Cemetery’s story is revealing piece of city’s history

Jennifer Colton’s image is part of the exhibition “Higher Ground: Honoring Washington Park Cemetery, Its People and Place,” at The Sheldon through Aug. 26.

By Sarah Weinman

Even though I’ve lived in St. Louis for nearly my whole life, there is plenty of history here about which I still haven’t learned. The exhibition “Higher Ground: Honoring Washington Park Cemetery, Its People and Place” at the Sheldon Arts Foundation highlights an overlooked aspect of the city’s history.
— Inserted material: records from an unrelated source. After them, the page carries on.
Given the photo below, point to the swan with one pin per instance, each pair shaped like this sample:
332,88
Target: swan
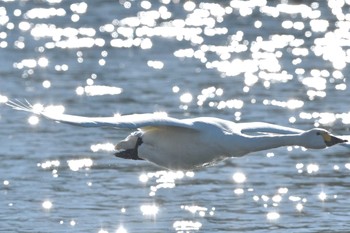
187,144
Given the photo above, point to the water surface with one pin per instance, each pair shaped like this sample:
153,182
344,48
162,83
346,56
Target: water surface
279,62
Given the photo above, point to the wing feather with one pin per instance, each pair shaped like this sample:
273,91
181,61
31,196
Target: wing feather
133,121
262,127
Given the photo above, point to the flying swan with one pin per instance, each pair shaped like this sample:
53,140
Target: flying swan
191,143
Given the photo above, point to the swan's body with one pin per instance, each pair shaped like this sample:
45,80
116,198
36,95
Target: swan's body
191,143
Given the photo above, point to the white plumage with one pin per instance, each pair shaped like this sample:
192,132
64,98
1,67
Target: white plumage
191,143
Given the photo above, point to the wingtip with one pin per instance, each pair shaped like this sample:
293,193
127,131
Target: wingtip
25,105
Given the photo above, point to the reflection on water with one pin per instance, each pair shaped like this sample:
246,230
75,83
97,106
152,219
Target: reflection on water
280,62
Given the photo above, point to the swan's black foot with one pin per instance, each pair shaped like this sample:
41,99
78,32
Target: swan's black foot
130,153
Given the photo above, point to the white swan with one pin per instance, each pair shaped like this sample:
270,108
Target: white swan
191,143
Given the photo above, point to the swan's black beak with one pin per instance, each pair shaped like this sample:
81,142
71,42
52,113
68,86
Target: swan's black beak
331,140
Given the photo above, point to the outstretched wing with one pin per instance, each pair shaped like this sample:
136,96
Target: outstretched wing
119,121
266,128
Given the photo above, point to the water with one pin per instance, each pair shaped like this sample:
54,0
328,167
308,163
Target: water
284,63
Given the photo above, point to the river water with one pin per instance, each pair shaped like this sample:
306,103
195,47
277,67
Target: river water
275,61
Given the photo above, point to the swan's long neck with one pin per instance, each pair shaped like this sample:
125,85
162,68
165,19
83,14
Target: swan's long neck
265,142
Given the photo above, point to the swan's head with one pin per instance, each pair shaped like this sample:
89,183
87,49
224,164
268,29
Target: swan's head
319,139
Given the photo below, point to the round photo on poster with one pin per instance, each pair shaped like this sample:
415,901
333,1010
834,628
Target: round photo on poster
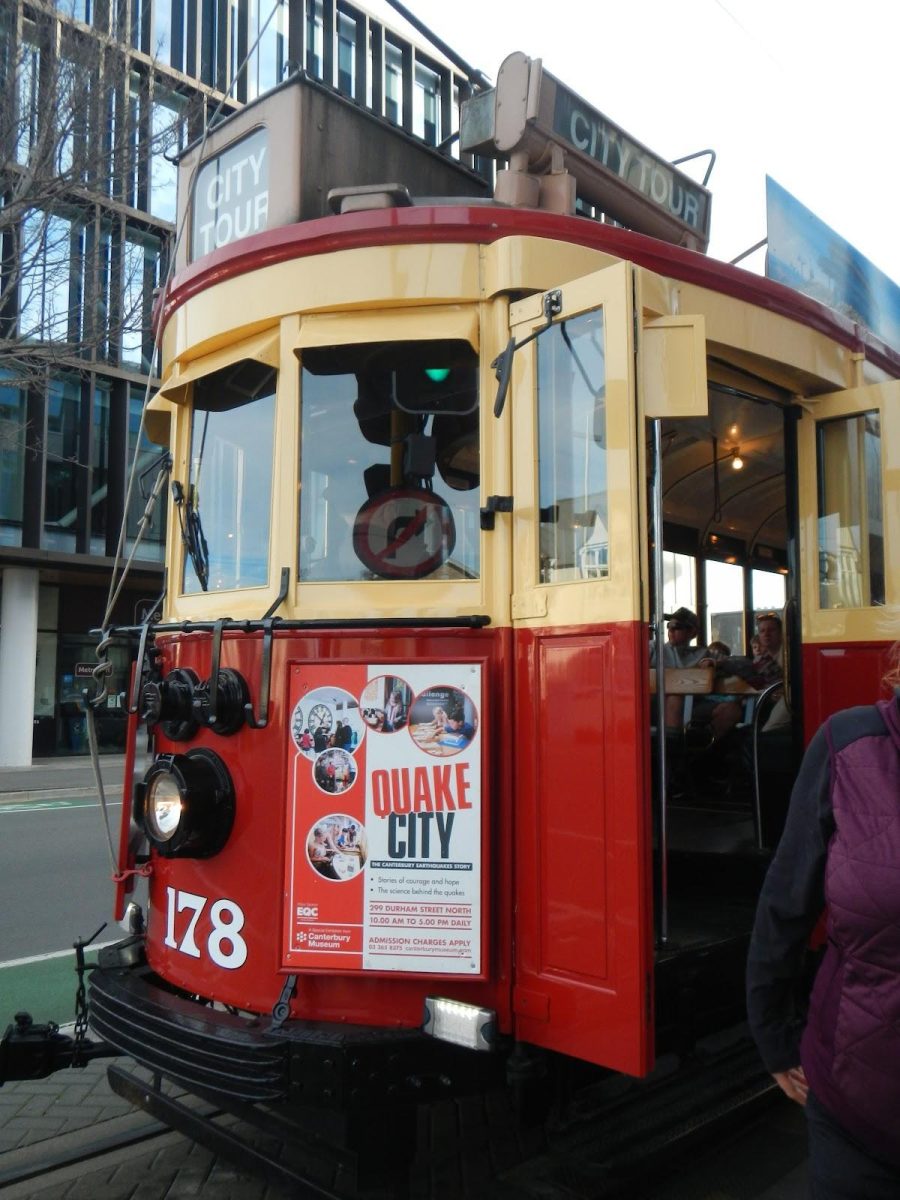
443,720
335,772
384,703
336,847
327,719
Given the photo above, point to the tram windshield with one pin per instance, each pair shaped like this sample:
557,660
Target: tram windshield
226,513
389,462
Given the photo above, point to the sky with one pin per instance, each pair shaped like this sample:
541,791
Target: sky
802,90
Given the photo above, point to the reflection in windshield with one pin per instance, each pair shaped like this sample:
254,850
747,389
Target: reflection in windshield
389,484
228,499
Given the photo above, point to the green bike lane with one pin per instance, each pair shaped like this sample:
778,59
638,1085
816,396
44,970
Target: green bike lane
45,984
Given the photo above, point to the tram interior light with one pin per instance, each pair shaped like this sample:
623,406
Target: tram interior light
186,804
463,1025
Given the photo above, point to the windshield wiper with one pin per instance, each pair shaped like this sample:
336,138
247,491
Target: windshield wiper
192,535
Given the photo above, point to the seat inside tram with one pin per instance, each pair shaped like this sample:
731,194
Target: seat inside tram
731,744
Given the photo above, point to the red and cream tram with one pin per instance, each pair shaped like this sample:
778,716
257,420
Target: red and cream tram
406,829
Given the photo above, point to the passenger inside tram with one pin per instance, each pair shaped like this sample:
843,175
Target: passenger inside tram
730,736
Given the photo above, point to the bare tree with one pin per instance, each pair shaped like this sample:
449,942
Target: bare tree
87,133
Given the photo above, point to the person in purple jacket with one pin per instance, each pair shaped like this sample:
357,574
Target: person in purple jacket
840,851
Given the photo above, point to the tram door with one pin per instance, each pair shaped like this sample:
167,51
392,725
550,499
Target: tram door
583,911
849,451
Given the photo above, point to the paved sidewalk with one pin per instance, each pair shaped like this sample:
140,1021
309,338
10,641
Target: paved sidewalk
48,778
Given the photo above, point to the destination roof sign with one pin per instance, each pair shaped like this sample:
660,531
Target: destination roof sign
529,111
231,198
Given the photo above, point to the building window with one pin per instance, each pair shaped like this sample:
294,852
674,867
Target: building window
141,275
346,54
129,139
100,468
571,451
141,12
28,77
65,461
393,83
426,99
13,427
46,276
267,63
313,39
851,526
161,36
168,136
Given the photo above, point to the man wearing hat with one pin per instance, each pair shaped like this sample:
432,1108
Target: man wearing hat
682,627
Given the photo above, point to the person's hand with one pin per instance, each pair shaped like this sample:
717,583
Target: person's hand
793,1084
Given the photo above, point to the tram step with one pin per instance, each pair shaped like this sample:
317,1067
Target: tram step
636,1128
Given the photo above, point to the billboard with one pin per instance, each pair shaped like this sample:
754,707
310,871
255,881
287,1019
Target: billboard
811,258
384,819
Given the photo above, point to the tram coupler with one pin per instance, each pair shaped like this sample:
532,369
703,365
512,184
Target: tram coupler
34,1051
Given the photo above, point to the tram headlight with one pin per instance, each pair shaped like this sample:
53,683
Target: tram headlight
186,804
465,1025
162,807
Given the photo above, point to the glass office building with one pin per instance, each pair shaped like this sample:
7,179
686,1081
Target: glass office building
100,97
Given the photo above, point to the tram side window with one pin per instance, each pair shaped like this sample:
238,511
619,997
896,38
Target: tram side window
571,451
851,531
389,462
226,513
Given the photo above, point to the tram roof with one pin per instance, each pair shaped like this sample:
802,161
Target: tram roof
472,222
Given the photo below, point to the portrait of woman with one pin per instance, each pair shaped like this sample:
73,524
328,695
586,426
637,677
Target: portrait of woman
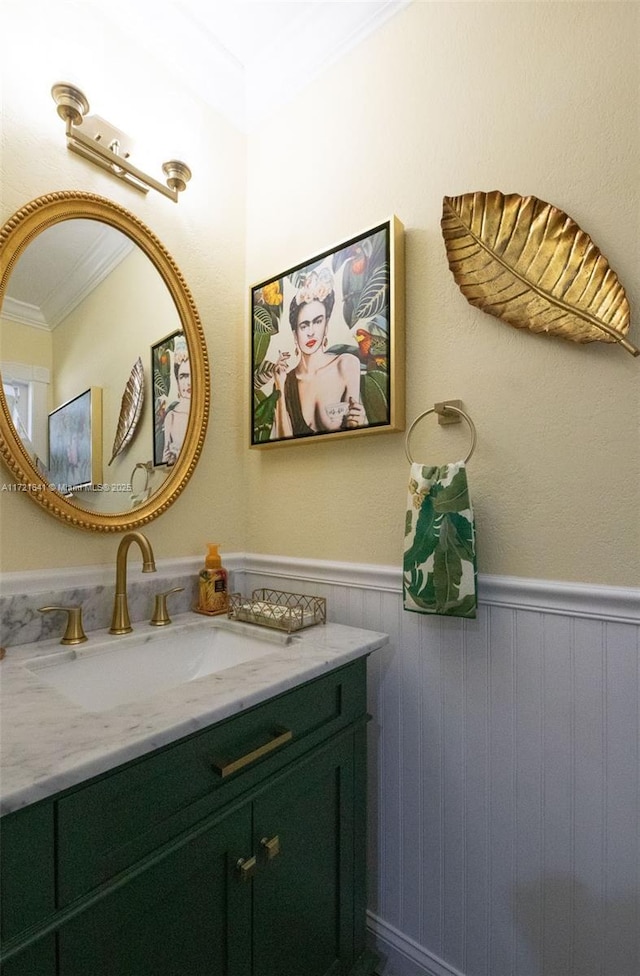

It follows the cemetery’s past and present through art and artifacts on display. Artworks include 50 photographs by Jennifer Colton, three videos by Denise Ward-Brown, and a sculpture installation and animated film by Dail Chambers.

Washington Park Cemetery was created in 1920 for African-Americans. For almost 70 years, it was the largest black cemetery in the region. Despite its prominence, the site has been disturbed multiple times by urban expansion: in 1955 when Interstate 70 was built, which divided the cemetery in half; when Lambert Airport was expanded, causing 12,000 bodies to be moved in order to accommodate the new runway; and in the 1990s with the extension of MetroLink. The neglect of past owners of the cemetery contributed to its problems, but today volunteers and its present owner, Kevin Bailey, whose father is buried there, are working to restore it.
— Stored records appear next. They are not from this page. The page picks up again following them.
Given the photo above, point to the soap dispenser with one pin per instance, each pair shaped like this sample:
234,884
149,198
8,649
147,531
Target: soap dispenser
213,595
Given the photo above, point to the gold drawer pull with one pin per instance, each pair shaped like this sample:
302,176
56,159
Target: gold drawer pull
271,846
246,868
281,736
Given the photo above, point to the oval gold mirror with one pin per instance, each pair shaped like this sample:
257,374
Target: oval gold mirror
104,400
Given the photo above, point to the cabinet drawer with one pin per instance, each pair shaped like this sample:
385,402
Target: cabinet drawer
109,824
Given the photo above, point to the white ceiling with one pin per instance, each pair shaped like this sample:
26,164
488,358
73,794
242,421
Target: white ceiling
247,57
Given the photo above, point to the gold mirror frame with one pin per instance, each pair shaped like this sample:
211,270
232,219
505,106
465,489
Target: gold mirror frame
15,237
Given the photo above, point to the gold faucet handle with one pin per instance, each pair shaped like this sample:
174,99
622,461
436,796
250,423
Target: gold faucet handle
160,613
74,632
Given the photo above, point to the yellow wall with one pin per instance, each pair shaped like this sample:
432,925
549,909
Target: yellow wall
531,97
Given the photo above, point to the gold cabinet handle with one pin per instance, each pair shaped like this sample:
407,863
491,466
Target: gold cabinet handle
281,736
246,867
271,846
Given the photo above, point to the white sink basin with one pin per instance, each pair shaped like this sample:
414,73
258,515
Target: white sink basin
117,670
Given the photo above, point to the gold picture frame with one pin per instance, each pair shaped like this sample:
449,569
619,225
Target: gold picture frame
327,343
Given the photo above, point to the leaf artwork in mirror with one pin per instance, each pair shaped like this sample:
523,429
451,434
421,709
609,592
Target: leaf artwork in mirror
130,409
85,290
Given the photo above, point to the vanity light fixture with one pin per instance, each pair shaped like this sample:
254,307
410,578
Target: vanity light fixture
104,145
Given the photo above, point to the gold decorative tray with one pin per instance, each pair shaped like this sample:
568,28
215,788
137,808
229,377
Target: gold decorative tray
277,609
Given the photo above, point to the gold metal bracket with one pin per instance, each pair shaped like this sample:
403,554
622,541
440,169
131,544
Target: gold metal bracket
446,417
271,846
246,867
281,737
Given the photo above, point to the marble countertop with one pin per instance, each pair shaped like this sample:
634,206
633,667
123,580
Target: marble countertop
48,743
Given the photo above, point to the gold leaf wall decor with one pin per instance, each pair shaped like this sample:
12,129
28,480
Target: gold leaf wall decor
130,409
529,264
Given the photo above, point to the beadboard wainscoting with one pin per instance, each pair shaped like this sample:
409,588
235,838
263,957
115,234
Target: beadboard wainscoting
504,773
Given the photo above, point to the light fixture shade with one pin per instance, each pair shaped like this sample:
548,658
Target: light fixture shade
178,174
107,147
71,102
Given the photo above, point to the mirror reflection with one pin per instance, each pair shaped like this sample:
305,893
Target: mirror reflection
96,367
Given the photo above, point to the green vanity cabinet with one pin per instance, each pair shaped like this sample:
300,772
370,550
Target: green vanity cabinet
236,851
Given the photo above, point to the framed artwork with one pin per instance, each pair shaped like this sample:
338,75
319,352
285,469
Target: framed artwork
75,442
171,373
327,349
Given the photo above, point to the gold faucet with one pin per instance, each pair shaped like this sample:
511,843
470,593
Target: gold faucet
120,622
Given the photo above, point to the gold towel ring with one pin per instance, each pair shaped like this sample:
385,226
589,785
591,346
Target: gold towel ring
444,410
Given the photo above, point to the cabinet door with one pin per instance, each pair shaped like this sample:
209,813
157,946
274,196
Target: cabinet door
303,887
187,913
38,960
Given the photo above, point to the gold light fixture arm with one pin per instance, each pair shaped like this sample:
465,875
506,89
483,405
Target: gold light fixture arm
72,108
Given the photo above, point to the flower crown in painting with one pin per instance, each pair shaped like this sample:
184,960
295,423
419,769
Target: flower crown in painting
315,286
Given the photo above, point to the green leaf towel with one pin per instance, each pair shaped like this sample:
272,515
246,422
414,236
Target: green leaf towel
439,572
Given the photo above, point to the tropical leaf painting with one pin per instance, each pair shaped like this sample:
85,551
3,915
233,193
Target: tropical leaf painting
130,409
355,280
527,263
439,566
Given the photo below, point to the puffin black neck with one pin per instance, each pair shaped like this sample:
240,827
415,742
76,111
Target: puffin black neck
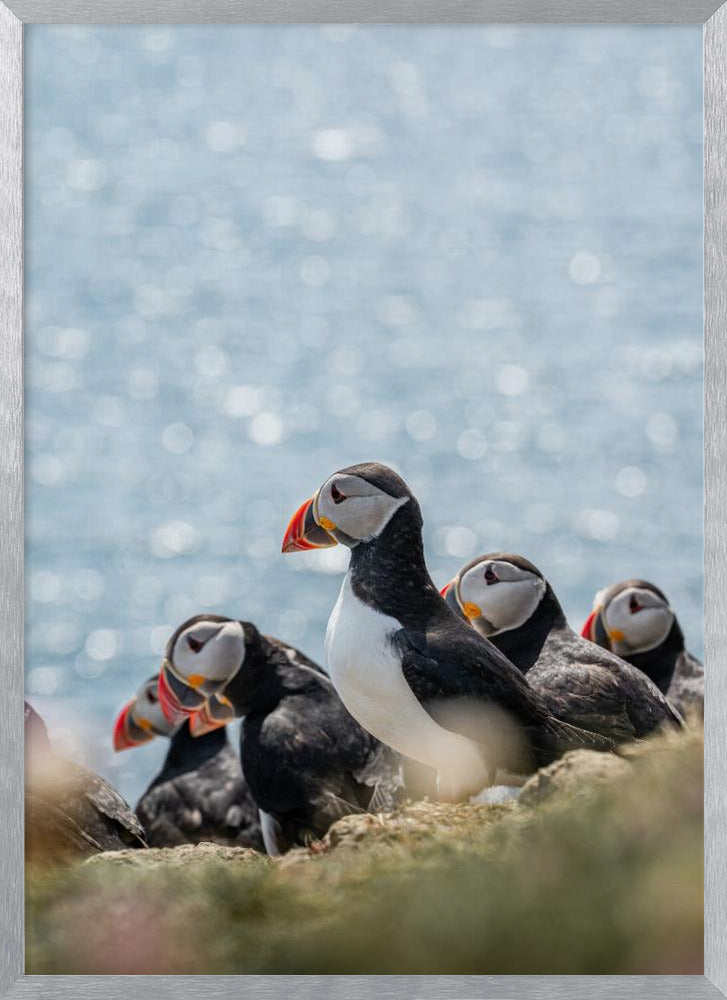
265,677
659,663
187,752
523,645
389,573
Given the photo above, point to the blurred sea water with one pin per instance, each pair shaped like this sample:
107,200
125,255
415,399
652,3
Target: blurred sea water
258,254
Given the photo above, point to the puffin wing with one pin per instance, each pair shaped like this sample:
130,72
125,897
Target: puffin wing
442,673
589,698
107,801
631,705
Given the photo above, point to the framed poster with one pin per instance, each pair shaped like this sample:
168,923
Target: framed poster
420,266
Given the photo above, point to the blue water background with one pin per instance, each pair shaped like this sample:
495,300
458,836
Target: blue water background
258,254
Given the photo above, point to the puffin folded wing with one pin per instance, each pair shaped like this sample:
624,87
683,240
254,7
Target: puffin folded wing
459,702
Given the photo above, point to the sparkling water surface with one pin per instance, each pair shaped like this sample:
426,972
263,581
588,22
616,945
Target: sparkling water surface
258,254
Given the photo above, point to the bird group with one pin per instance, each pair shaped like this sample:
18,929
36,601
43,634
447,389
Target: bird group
425,693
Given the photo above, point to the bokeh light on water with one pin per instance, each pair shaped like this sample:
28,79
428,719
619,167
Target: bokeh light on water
256,254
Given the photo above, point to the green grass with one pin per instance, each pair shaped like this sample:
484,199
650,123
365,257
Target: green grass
605,883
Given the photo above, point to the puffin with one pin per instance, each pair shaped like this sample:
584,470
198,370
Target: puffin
634,619
70,812
305,760
200,793
410,670
508,600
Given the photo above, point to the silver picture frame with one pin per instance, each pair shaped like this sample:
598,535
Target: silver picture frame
14,15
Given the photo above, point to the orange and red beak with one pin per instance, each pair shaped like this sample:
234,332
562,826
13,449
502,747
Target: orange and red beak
178,699
304,532
215,713
589,628
127,732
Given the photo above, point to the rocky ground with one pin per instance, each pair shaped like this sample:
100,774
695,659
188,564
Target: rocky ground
596,869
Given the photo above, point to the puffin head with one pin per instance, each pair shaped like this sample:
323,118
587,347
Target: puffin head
201,657
497,592
352,507
629,617
141,719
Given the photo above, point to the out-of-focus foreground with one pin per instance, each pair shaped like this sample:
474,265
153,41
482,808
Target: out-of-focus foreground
596,869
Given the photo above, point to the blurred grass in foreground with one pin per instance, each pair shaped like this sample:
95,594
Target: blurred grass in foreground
608,882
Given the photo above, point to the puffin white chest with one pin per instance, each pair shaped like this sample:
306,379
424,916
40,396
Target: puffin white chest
366,671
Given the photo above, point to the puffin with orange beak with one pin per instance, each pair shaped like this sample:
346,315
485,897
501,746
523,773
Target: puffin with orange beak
304,759
634,619
508,601
200,793
405,666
Colton’s photographs depict overgrown parts of the cemetery: tall weeds, tangled brush, and gravestones on cleared land. Many of her pieces are difficult to view because they document previous poor treatment of the cemetery.

Denise Ward-Brown’s videos, both titled “Home Going”, provide a more optimistic outlook. They focus on interviews; footage of people trying to find the burial plots of relatives among the overgrowth; and volunteers cleaning up the cemetery.

The most whimsical piece in the exhibition is Dail Chambers’ video, titled “Sankofa: A Collective Mythology.” It follows her genealogical search for her grandmother and continues with her discovery of other ancestors. The video alternates between vignettes of Chambers writing statements about her family on a chalkboard, and stop-animation video clips. One clip features Harriet and Dred Scott as paper doll-like figures with articulated limbs, moving around on a collaged background. 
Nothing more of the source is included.